Using Sentinel API to connect Zscaler Cloud NSS

LauriK000 · ‎Feb 03 2023

Hi guys,

I'm looking into connecting my Zscaler environment logs to Sentinel via Zscaler Cloud NSS.

Which will stream the logs direct to Sentinel without a VM.

Zscaler Cloud NSS is asking Sentinel API URL.

Which one should I use? How can I find out?

I think I'm also trying to grasp the entire workflow of this.

Do I need to set up Functions App - write some code that will make the two endpoints talk to each other?

Or do I need to register an app in AAD and grant the permissions to pull/push data?

If I'm totally wrong, what is the method I would need to use instead?

mikhailf · ‎Feb 04 2023

Hello @LauriK000,

I've just looked into my Sentinel and found that there are 2 connectors available out-of-the box: Zscaler Internet Access and Zscaler Private Access (both of them are not your case).

So you need to check what options of SIEM integration Zscaler Cloud NSS has.
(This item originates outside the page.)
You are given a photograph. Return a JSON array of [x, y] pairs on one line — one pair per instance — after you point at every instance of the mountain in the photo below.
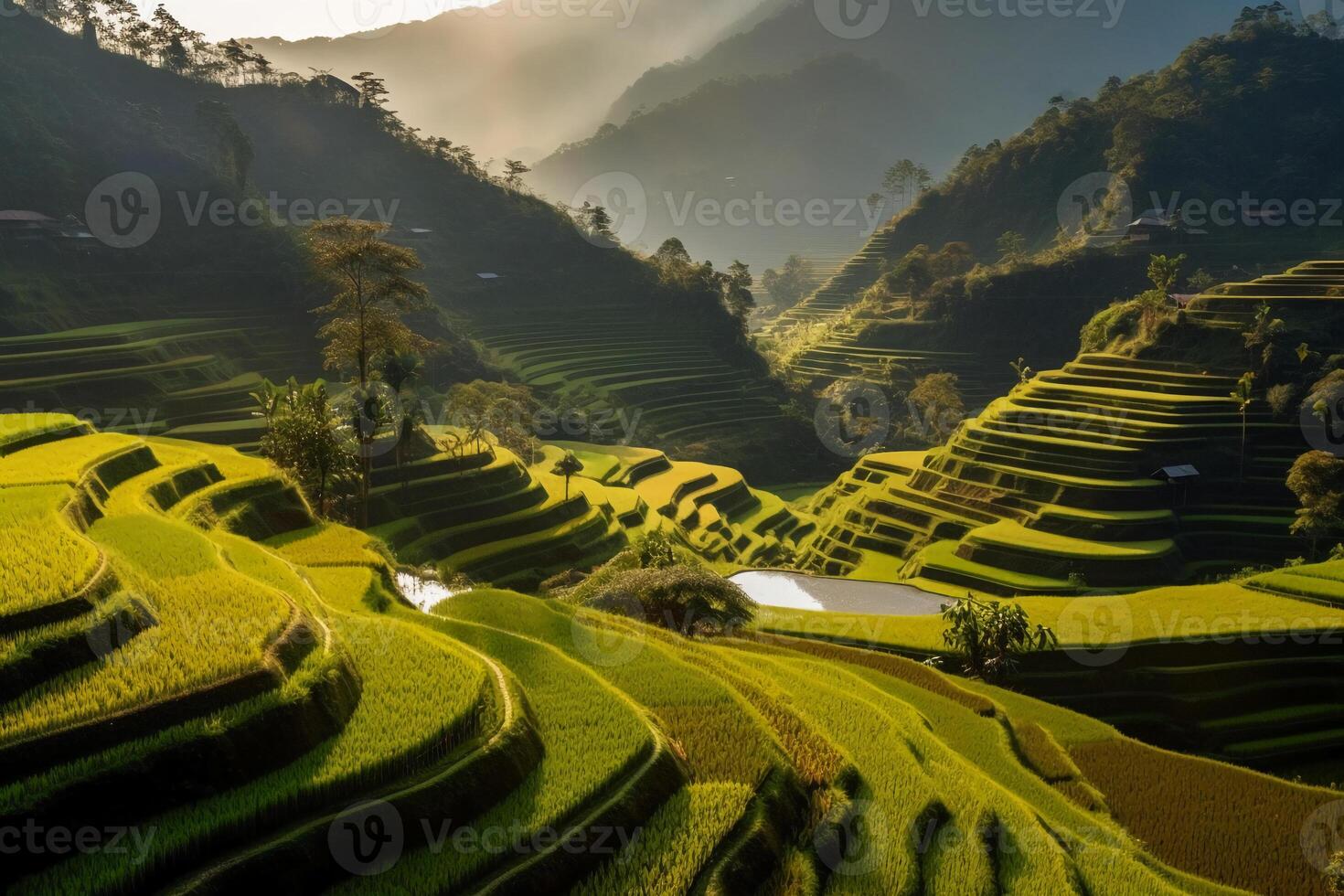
[[503, 268], [986, 74], [515, 80], [814, 129], [1244, 114], [754, 152]]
It can be a Syslog forwarding (needs a Syslog forwarder), pulling logs via HTTPS (API requests by Logic App or Azure Function, for example), or anything else. You can find it in the Zscaler documentation.

When you have verified the available options, you can decide how to proceed.

LauriK000 · ‎Feb 05 2023

Hi @mikhailf

Cheers for the response.

I've contacted Zscaler and they told me they support Sentinel through API URL.
It's in the preview stage, thus no reference documentation exists at this time.
So, I thought surely someone has done some integration with this.

Zscaler side seems to ask very few things on its setup page.
- API URL
- HTTP HEADERS (key & value pair)

And other not so related things such as rate limit, log type, log format and log filters.

Syslog would def. be an option, but trying to minimise infrastructure to maintain.